Na fala, não fez nenhuma menção ao grampo no qual Dilma indica que a sua nomeação ao ministério é uma forma de protegê-lo de eventual pedido de prisão do juiz Sergio Moro, da Lava Jato.

ADVERSÁRIOS

A fala de Lula foi algumas vezes interrompidas por aplausos e gritos dos presentes, que, segundo o petista, estavam aí "porque sabem o valor da democracia". Numa dessas pausas, seguiu o coro de "não vai ter golpe", numa referência aos pedidos de impeachment da presidente.

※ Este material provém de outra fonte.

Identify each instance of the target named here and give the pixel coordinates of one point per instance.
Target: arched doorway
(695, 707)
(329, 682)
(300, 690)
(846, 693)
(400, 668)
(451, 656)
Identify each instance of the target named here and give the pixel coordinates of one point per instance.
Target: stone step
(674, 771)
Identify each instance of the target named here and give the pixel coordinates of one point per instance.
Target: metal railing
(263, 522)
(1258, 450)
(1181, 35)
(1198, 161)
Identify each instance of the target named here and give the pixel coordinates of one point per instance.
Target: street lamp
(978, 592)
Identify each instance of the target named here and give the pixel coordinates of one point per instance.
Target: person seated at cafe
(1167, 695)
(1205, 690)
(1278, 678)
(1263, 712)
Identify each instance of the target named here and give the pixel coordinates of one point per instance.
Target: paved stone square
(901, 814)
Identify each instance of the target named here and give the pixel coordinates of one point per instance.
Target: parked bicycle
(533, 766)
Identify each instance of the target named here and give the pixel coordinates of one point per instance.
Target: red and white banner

Em relação aos adversários políticos, disse que eles ainda não aceitaram os resultados das eleições do ano passado, quando Aécio Neves (PSDB) foi derrotado por pequena margem para Dilma.

"Eles acreditaram que iriam ganhar as eleições. Quando a presidente Dilma ganha, eles, que se dizem estudados, não aceitaram. Eles estão atrapalhando a presidente Dilma a governar." E repetiu: "Eles vão para Miami fazer compras, e nós vamos para a 25 de março".

"Tem gente neste país que falava em democracia da boca para fora, eu perdi eleições em 89, 94, 98, e antes em 82, para o governo de São Paulo. Em nenhum momento vocês viram eu ir para a rua protestar contra quem ganhou. Nunca viu."

O ATO

Segundo a organização, mais de 500 mil pessoas foram ao ato. A PM estimou o público em 80 mil pessoas. De acordo com o Datafolha, 95 mil pessoas foram à região.

Acompanhe a cobertura em tempo real.

Ao longo do dia, ônibus chegaram do interior de São Paulo e do ABC com manifestantes. Eles usam roupas vermelhas –soltaram até uma fumaça desta cor na avenida–, tocam o jingle que lançou Lula em 1989, "Lula lá, brilha uma estrela" e cantam "agora, ficou sinistro, o Lula virou ministro".

O ex-presidente, aliás, é o protagonista do protesto. Há poucas menções à presidente Dilma. Na avenida, camelôs tentam, sem sucesso, vender as bandeiras do Brasil que fizeram sucesso no protesto pró-impeachment de domingo (13). O cantor Chico César se apresentou na avenida. Ao fim de cada música, gritos de "não vai ter golpe".

Manifestantes criam uma jararaca de tecido e cartolinas, em alusão ao animal escolhido por Lula para personificar a si próprio.

Jorge Araujo/Folhapress
Ato de militantes e centrais sindical a favor da Presidente Dilma Rousseff e de Luiz Inácio LuLa da Silva, na avenida Paulista em frente ao Masp
Ato de militantes e centrais sindical a favor de Dilma e Lula na Paulista

HADDAD

O prefeito de São Paulo, Fernando Haddad (PT), discursou logo antes de Lula.

"Esse ato histórico é pela democracia brasileira. O estado democrático de direito está sob risco hoje. Ninguém pode ser constrangido em sua casa para depor coercitivamente. Ninguém pode ter conversas íntimas telefônicas divulgadas dessa maneira. Onde se vê hoje é um julgamento sumário", disse Haddad.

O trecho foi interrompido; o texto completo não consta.